Not only did I form an attachment to Nell, I also did to her 90-seconds-older twin brother, Luke. Luke is a heroin addict in and out of rehab. Watching his struggle was difficult, seeing how badly he wanted to come clean and how hard it was for him wasn’t the easiest thing to witness. In their childhood, Luke was the only person who believed Nell with the things she was seeing. 
Theo - Theo was the second oldest sister. She had some sort of psychic power where when she touched things or people with her bare hands, she’d know stuff. So she always wore gloves. I particularly admired Theo, she used her ‘power’ for good but didn’t let people take advantage of her. She was a strong character and possibly my favourite in the whole season. Her actress captured her perfectly, plus, she was incredibly pretty. There’s a moment where she breaks down to her sister, Shirley. Shirley is mad at her for trying to sleep with her husband when that isn’t what happened. Theo had touched Nell after she died and with her psychic ability, she was consumed by a dark emptiness. The way she got out of it was embracing her sister’s husband in the dark. The way Theo broke down talking about what happened, it was powerful and one of the best performances of the whole show.

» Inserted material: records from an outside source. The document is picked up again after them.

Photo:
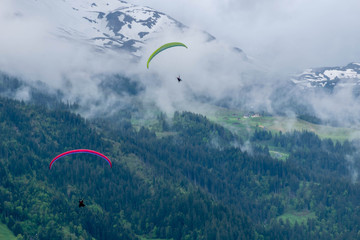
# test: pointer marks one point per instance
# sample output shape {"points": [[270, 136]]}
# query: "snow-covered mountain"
{"points": [[329, 77], [111, 24]]}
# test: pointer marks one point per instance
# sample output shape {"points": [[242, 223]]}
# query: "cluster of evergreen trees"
{"points": [[194, 184]]}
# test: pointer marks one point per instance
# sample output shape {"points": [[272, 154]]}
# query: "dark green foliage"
{"points": [[195, 184]]}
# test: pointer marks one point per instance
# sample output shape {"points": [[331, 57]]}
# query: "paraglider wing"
{"points": [[164, 47], [80, 151]]}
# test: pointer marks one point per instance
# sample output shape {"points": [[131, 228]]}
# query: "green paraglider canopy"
{"points": [[164, 47]]}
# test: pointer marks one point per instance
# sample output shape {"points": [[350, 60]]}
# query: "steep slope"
{"points": [[329, 77], [137, 197]]}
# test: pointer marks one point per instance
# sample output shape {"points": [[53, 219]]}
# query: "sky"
{"points": [[280, 37], [282, 34]]}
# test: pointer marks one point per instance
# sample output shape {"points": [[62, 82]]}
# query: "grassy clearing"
{"points": [[299, 217], [279, 155], [5, 233], [246, 125]]}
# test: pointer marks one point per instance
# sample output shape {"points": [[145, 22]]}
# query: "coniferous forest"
{"points": [[194, 180]]}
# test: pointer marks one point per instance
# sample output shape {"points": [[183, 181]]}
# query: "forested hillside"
{"points": [[192, 179]]}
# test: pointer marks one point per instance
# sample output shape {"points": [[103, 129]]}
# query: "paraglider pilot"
{"points": [[81, 203]]}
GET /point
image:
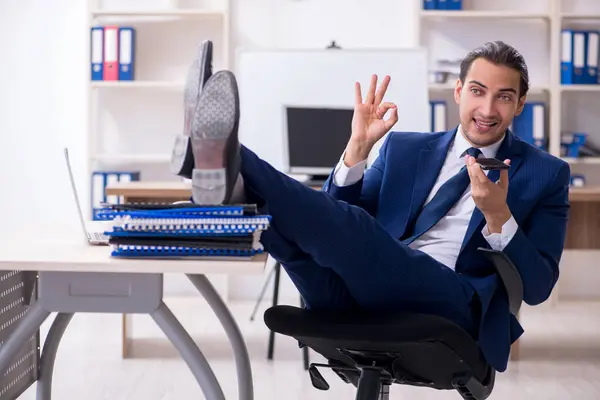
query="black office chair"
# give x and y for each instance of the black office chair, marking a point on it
(373, 352)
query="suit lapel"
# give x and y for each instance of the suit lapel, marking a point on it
(430, 163)
(509, 149)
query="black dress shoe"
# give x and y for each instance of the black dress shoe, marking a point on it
(182, 158)
(215, 140)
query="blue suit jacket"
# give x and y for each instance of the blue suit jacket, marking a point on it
(396, 186)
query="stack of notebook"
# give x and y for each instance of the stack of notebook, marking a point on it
(185, 230)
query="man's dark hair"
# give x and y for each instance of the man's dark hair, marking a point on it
(498, 53)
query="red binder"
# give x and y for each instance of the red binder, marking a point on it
(111, 53)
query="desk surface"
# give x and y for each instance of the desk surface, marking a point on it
(590, 193)
(157, 189)
(81, 257)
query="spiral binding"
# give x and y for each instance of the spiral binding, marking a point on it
(109, 215)
(179, 251)
(193, 226)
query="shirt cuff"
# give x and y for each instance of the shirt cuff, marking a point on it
(498, 241)
(346, 176)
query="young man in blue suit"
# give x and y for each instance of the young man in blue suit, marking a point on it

Steve - Steve was the oldest of all the siblings. I strongly disliked him. He never believed anything Nell or his mum said, he was completely in denial about everything and as an adult, he just had a horrid attitude. He was too quick to call his family crazy, while at the same time writing their stories in books and making a big profit off of it despite not believing any of it. Only in the last ten minutes or so did I even slightly like Steve. I feel his character was badly written, it is no fault of the actor that I didn’t like him. He didn’t contribute much to the story other than the fact his character wrote the book about it - but the story would have been the same without the book existing, so again, didn’t contribute. 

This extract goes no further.